How will minorities fare under Modi 2.0?

BRP Bhaskar

@brpbhaskar

Indian journalist with over 50 years of newspaper, news agency and television experience.

Narendra Modi

Narendra Modi

As preparations are afoot for the inauguration of Prime Minister Narendra Modi’s second administration on Thursday, one question to which observers are looking for an answer is whether it will be different from the first one.

Speaking at the first meeting of the newly elected Lok Sabha members of his Bharatiya Janata Party, Modi sought to impress upon them the need to earn the trust of the minorities.

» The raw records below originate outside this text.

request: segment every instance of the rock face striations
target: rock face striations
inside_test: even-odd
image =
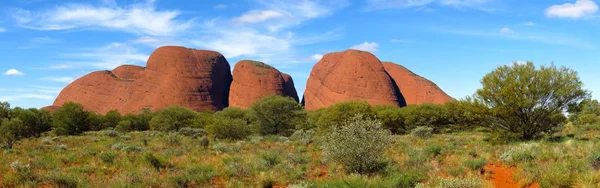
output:
[[[248,108],[267,95],[298,101],[292,77],[265,63],[240,61],[232,75],[229,63],[218,52],[164,46],[150,55],[146,67],[122,65],[75,80],[52,106],[43,109],[55,111],[72,101],[100,114],[110,110],[138,113],[170,105],[216,111],[229,106]],[[310,73],[302,103],[307,110],[316,110],[351,100],[406,106],[453,99],[433,82],[403,66],[381,63],[369,52],[326,54]]]
[[[373,54],[358,50],[326,54],[313,67],[306,83],[306,109],[350,100],[371,105],[406,105],[396,83]]]
[[[291,77],[258,61],[243,60],[233,68],[229,92],[231,107],[248,108],[268,95],[290,96],[298,101]]]
[[[150,55],[146,68],[124,65],[77,79],[63,89],[54,106],[73,101],[101,114],[170,105],[220,110],[229,105],[231,81],[229,63],[220,53],[165,46]]]
[[[444,104],[454,100],[432,81],[425,79],[402,65],[383,62],[383,67],[396,81],[406,104],[435,103]]]

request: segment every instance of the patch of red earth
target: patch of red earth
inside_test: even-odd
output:
[[[311,172],[315,172],[315,171],[317,171],[317,170],[319,170],[319,171],[320,171],[320,173],[318,173],[318,174],[309,174],[309,175],[308,175],[308,179],[317,179],[317,180],[322,180],[322,179],[324,179],[325,177],[327,177],[327,172],[328,172],[328,171],[327,171],[327,167],[325,167],[324,165],[317,166],[317,167],[315,167],[315,168],[314,168],[314,169],[313,169]]]
[[[494,187],[502,188],[521,188],[520,184],[513,179],[513,173],[515,168],[504,168],[502,164],[488,164],[483,168],[486,172],[489,172],[492,176],[489,181]],[[525,188],[539,188],[538,183],[525,186]]]
[[[221,176],[217,176],[212,179],[213,187],[225,187],[226,183],[227,181],[225,181],[225,179]]]

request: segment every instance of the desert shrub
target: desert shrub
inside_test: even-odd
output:
[[[463,162],[463,166],[471,170],[481,170],[486,164],[485,159],[469,159]]]
[[[102,118],[102,127],[103,128],[115,128],[121,121],[121,113],[118,110],[111,110],[104,115]]]
[[[109,130],[104,130],[104,131],[102,131],[102,133],[104,133],[105,136],[113,137],[113,138],[119,136],[119,134],[117,133],[117,131],[110,130],[110,129]]]
[[[594,114],[600,116],[600,102],[591,98],[581,101],[579,104],[569,106],[569,121],[576,122],[579,116],[584,114]]]
[[[95,112],[87,112],[87,131],[99,131],[104,129],[104,125],[102,124],[104,121],[104,116],[101,114],[96,114]],[[85,132],[85,131],[84,131]]]
[[[52,130],[57,135],[77,135],[90,130],[92,115],[81,104],[66,102],[52,117]]]
[[[272,168],[281,162],[280,153],[275,150],[264,151],[260,153],[260,159],[264,167]]]
[[[150,130],[150,121],[154,113],[149,109],[143,109],[140,114],[127,114],[121,117],[116,129],[121,132]]]
[[[312,142],[314,136],[314,129],[297,130],[296,132],[294,132],[294,134],[292,134],[292,136],[290,136],[290,140],[297,141],[302,144],[309,144],[310,142]]]
[[[213,124],[206,127],[208,135],[215,139],[245,139],[252,130],[246,121],[241,119],[218,118]]]
[[[195,138],[206,135],[206,131],[204,131],[204,129],[191,128],[191,127],[181,128],[181,129],[179,129],[178,133],[183,136],[189,136],[189,137],[195,137]]]
[[[480,188],[483,187],[484,182],[479,178],[473,179],[455,179],[455,178],[441,178],[439,184],[436,187],[439,188]]]
[[[14,180],[16,182],[24,183],[27,181],[34,181],[36,179],[35,173],[29,164],[21,161],[13,161],[10,163],[10,168],[17,172]]]
[[[183,127],[198,127],[198,113],[185,107],[169,106],[156,112],[150,120],[150,128],[158,131],[177,131]]]
[[[304,107],[291,97],[266,96],[253,103],[248,111],[252,126],[261,135],[289,136],[296,126],[307,123]]]
[[[596,114],[581,114],[574,123],[576,125],[590,125],[598,122],[600,122],[600,117]]]
[[[600,170],[600,148],[596,147],[587,158],[588,163],[594,170]]]
[[[343,165],[348,173],[369,173],[382,168],[391,133],[379,121],[365,120],[358,114],[333,127],[322,142],[326,160]]]
[[[426,126],[419,126],[410,131],[410,134],[420,138],[431,137],[433,135],[433,128]]]
[[[423,182],[427,178],[427,174],[414,170],[404,172],[396,172],[386,176],[386,181],[389,187],[415,187],[418,183]]]
[[[150,164],[156,171],[160,171],[160,169],[165,168],[165,164],[163,164],[162,160],[158,157],[152,155],[152,153],[145,153],[144,160]]]
[[[451,131],[464,131],[485,126],[489,122],[489,109],[470,97],[444,103],[448,111]]]
[[[79,187],[79,182],[72,175],[68,174],[51,174],[50,180],[55,187],[61,188],[76,188]]]
[[[140,146],[125,146],[121,149],[121,151],[124,151],[127,153],[140,153],[143,151],[143,149]]]
[[[450,113],[439,104],[420,104],[407,106],[404,123],[409,127],[429,126],[436,133],[450,124]]]
[[[187,167],[180,176],[172,177],[178,187],[188,187],[190,185],[203,185],[209,183],[217,175],[217,171],[210,165],[193,165]]]
[[[12,149],[15,143],[23,138],[25,126],[19,118],[4,119],[0,125],[0,147]]]
[[[167,144],[169,146],[179,146],[181,145],[181,140],[181,136],[175,132],[171,132],[167,135]]]
[[[343,125],[359,113],[362,114],[361,117],[365,120],[375,118],[375,113],[371,109],[371,105],[366,102],[349,101],[336,103],[324,109],[319,115],[319,119],[316,122],[317,133],[319,135],[326,134],[332,127]]]
[[[228,107],[221,111],[215,112],[216,118],[230,118],[230,119],[241,119],[245,120],[246,123],[250,124],[250,114],[248,110],[244,110],[237,107]]]
[[[0,119],[9,118],[10,103],[0,101]]]
[[[404,124],[406,110],[397,106],[375,106],[373,107],[377,119],[383,127],[394,134],[407,133],[409,128]]]
[[[112,164],[117,158],[117,155],[112,152],[105,152],[101,153],[98,157],[100,160],[102,160],[102,162]]]
[[[566,122],[563,112],[589,96],[576,71],[555,65],[536,69],[532,62],[498,67],[481,84],[475,97],[491,110],[490,128],[521,140],[558,131]]]
[[[119,123],[117,123],[117,126],[115,129],[119,132],[130,132],[130,131],[135,130],[133,128],[132,124],[133,123],[131,123],[131,120],[124,119],[124,120],[119,121]]]
[[[442,154],[442,146],[429,145],[425,148],[425,153],[432,157],[438,156],[438,155]]]

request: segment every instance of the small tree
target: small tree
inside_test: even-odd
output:
[[[389,130],[377,120],[365,120],[361,114],[333,127],[322,138],[326,160],[343,165],[348,173],[361,174],[381,170],[384,152],[392,143]]]
[[[371,105],[362,101],[348,101],[334,104],[324,109],[317,120],[317,131],[319,135],[323,135],[331,129],[331,127],[344,124],[349,119],[362,114],[362,118],[373,119],[375,113],[371,110]]]
[[[122,116],[118,110],[111,110],[102,118],[102,128],[115,128],[121,121]]]
[[[35,108],[14,108],[10,112],[12,118],[19,118],[24,127],[23,137],[39,137],[41,133],[50,131],[52,126],[51,114]]]
[[[181,106],[169,106],[156,112],[150,128],[159,131],[177,131],[183,127],[197,127],[196,111]]]
[[[491,109],[491,127],[524,140],[556,131],[562,113],[589,96],[576,71],[532,62],[498,67],[481,84],[476,98]]]
[[[2,120],[0,125],[0,146],[6,149],[12,149],[15,143],[23,138],[25,125],[19,118]]]
[[[9,118],[10,104],[8,102],[0,102],[0,119]]]
[[[306,111],[291,97],[267,96],[249,109],[252,124],[259,134],[289,136],[297,125],[307,123]]]
[[[90,130],[89,113],[81,104],[66,102],[52,115],[52,130],[57,135],[77,135]]]
[[[212,138],[230,140],[241,140],[252,134],[246,121],[227,117],[216,118],[211,125],[206,127],[206,131]]]
[[[409,128],[404,124],[406,110],[397,106],[375,106],[373,111],[377,114],[377,119],[381,121],[383,127],[389,129],[394,134],[407,133]]]

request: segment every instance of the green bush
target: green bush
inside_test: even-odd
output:
[[[433,128],[419,126],[415,129],[411,130],[410,134],[413,136],[416,136],[416,137],[420,137],[420,138],[431,137],[431,135],[433,135]]]
[[[381,121],[383,127],[389,129],[394,134],[407,133],[409,127],[404,123],[406,110],[397,106],[375,106],[373,107],[377,119]]]
[[[464,131],[489,123],[489,109],[470,97],[446,102],[443,106],[449,113],[449,123],[454,125],[450,127],[452,131]]]
[[[10,103],[0,101],[0,119],[9,118]]]
[[[291,97],[266,96],[249,108],[252,125],[261,135],[289,136],[307,123],[304,107]]]
[[[600,122],[600,117],[596,114],[582,114],[579,115],[577,120],[574,122],[576,125],[591,125]]]
[[[52,116],[52,130],[57,135],[78,135],[90,130],[90,113],[81,104],[66,102]]]
[[[362,114],[361,117],[364,120],[375,118],[375,113],[366,102],[342,102],[323,109],[316,122],[317,133],[319,135],[327,134],[332,127],[343,125],[359,113]]]
[[[206,127],[208,135],[215,139],[245,139],[252,130],[246,121],[241,119],[218,118],[212,125]]]
[[[407,106],[404,123],[409,127],[428,126],[433,128],[435,133],[450,124],[450,113],[444,106],[439,104],[420,104],[417,106]]]
[[[469,159],[463,162],[463,166],[471,170],[481,170],[486,164],[485,159]]]
[[[391,145],[391,133],[376,120],[360,114],[333,127],[323,137],[321,149],[326,160],[339,163],[348,173],[381,170],[384,152]]]
[[[118,110],[111,110],[102,118],[102,128],[115,128],[121,121],[121,113]]]
[[[158,131],[177,131],[183,127],[199,127],[198,113],[181,106],[169,106],[156,112],[150,120],[150,128]]]
[[[102,160],[102,162],[112,164],[117,158],[117,155],[112,152],[106,152],[101,153],[98,157]]]
[[[52,115],[45,110],[35,108],[14,108],[10,111],[11,118],[19,118],[23,122],[24,132],[20,136],[24,138],[39,137],[41,133],[52,129]]]
[[[247,110],[237,108],[237,107],[229,107],[225,108],[221,111],[216,112],[215,118],[229,118],[229,119],[241,119],[246,121],[246,123],[250,124],[250,114]]]

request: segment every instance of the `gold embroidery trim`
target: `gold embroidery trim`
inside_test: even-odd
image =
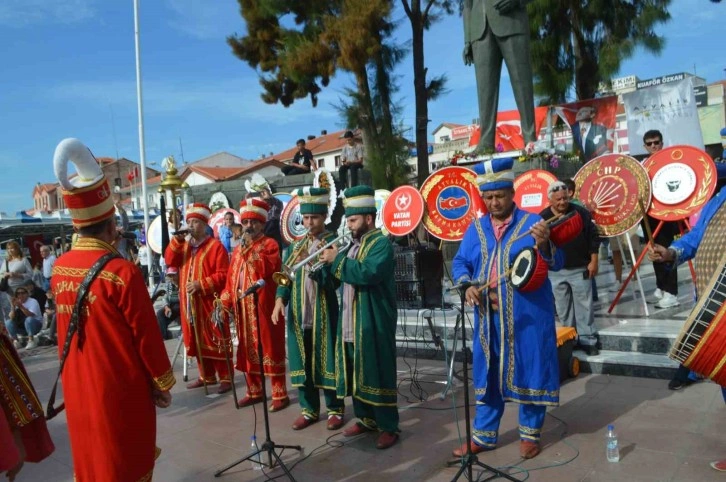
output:
[[[170,390],[175,383],[176,378],[174,378],[174,371],[171,368],[160,377],[154,377],[154,385],[156,385],[156,388],[158,388],[162,392]]]
[[[59,276],[67,276],[69,278],[85,278],[86,273],[88,273],[88,269],[86,268],[71,268],[67,266],[54,266],[53,267],[53,276],[59,275]],[[109,281],[113,284],[119,285],[119,286],[126,286],[126,282],[116,273],[112,273],[110,271],[102,270],[98,274],[98,278]]]

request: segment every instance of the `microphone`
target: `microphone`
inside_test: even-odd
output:
[[[240,296],[240,299],[248,297],[249,295],[251,295],[252,293],[257,291],[258,289],[262,288],[263,286],[265,286],[265,280],[258,279],[257,281],[255,281],[255,284],[253,284],[252,286],[247,288],[247,290],[244,293],[242,293],[242,296]]]
[[[446,291],[465,290],[472,286],[481,286],[485,283],[486,283],[486,280],[482,280],[482,279],[473,279],[473,280],[469,280],[469,281],[462,281],[461,283],[452,286],[451,288],[449,288]]]

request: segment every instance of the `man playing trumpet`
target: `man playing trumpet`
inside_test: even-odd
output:
[[[292,267],[316,253],[335,238],[325,230],[329,190],[299,189],[300,214],[307,235],[290,245],[283,256],[286,266]],[[317,256],[315,256],[317,258]],[[328,430],[343,426],[344,401],[335,392],[335,340],[338,328],[338,297],[340,285],[329,270],[310,271],[311,263],[298,268],[294,277],[281,274],[278,278],[277,299],[272,322],[282,320],[285,305],[287,315],[287,355],[292,385],[298,387],[301,414],[292,424],[302,430],[318,421],[320,389],[323,389],[328,410]]]
[[[227,284],[222,303],[233,313],[237,323],[237,370],[245,373],[247,395],[239,401],[247,407],[262,400],[262,370],[272,381],[271,412],[290,405],[285,385],[285,324],[272,323],[270,315],[275,305],[275,283],[272,275],[280,271],[280,248],[277,242],[264,235],[268,204],[259,198],[240,202],[240,219],[245,230],[243,243],[232,252]],[[254,296],[244,296],[253,285],[262,285]],[[260,332],[257,317],[260,317]],[[262,340],[262,360],[257,354],[257,340]]]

He enlarged his first-term slogan “Everyone’s support, Everyone’s development” by adding “Everyone’s trust” to it. This appeared to be a positive response to widespread criticism of the violence against minorities reported during his first term.

In March, UN Human Rights Commissioner Michelle Bachelet, in her annual report, had voiced concern over “increasing harassment and targeting of minorities, in particular Muslims, and people from historically disadvantaged and marginalised groups, such as Dalits.”

A month earlier, the New York-based Human Rights Watch had said in a report that between May 2015 and December 2018 at least 44 people were killed, 36 of them Muslims, in 12 Indian states and about 280 people injured in more than 100 incidents in 20 states.

Most acts of violence followed allegations of cow slaughter and were attributed to shadowy groups inspired by the Hindutva ideology. They occurred in a climate of bigotry engendered by hate speeches by political leaders.

Last year the NDTV channel, after scanning tweets and statements by political leaders, had reported a 490 per cent increase in VIP hate speeches after Modi became the Prime Minister.

As against 21 hate speeches by as many politicians during the five years of the previous Congress-led United Progressive Alliance government, there were 124 hate speeches by 44 politicians in Modi’s first four years, it said.

While Congressmen accounted for only 14 per cent of the UPA 2 hate speeches, BJP leaders accounted for 90 per cent of the Modi-era hate speeches.

Modi spoke of the need to win the trust of the minorities not in the context of the fear created by the violence against them but in the context of the BJP’s long-standing criticism of appeasement of Muslims by other parties, especially the Congress.

Far from acknowledging that Muslims live in fear, he said there was an “illusion of fear” instilled by certain parties who saw them as a vote bank.  “We have to breach this illusion of fear and insecurity,” he added.

Neither the BJP nor the Rashtriya Swayamsevak Sangh, the fountainhead of the its Hindutva ideology,  condemned the violence against the Muslims and the Dalits at any time or take any steps to restrain the violent elements.

In almost all cases of violence against minorities, the police attempted to pin the blame on the victims and protect the assailants.  Even as Modi was talking of winning the trust of Muslims, fresh acts of violence against Muslims were reported from Seoni in Madhya Pradesh and Bhaderwah in Jammu and Kashmir.

Madhya Pradesh is under Congress rule but the BJP swept the Lok Sabha polls there. Jammu and Kashmir is currently under President’s rule.

All India Majlis-e-Ittehadul Muslimeen leader Asaduddin Owaisi, MP, termed Modi’s talk of winning the confidence of Muslms hypocritical. He drew pointed attention to the total absence of Muslims among the BJP’s Lok Sabha members.

The BJP had fielded six Muslim candidates, three in Jammu and Kashmir, two in West Bengal and one in the Union Territory of Lakshadweep. All of them lost.

The Muslim minority can derive some comfort from the latest election results inasmuch as the community’s representation in the Lok Sabha has gone up from 23 to 27. Uttar Pradesh and West Bengal have sent six each, J and K and Kerala three each, Bihar and Assam two each and Punjab, Mahatashtra, Tamil Nadu, Telangana and Lakshadweep one each.

The BJP can derive comfort from the fact that despite the violence against the minorities and the civil society’s criticism of it, the party has been able to win some support from the community, as evidenced by the determination of a Muslim woman of UP to name her newborn son after the Prime Minister.

According to media reports, when Mainaz Begum of Gonda, an admirer of Modi, said she wanted the child to be named Narendra Damodardas Modi, her in-laws tried to dissuade her. However, she stood by her decision and won the day when her husband, who works in the UAE, endorsed her choice.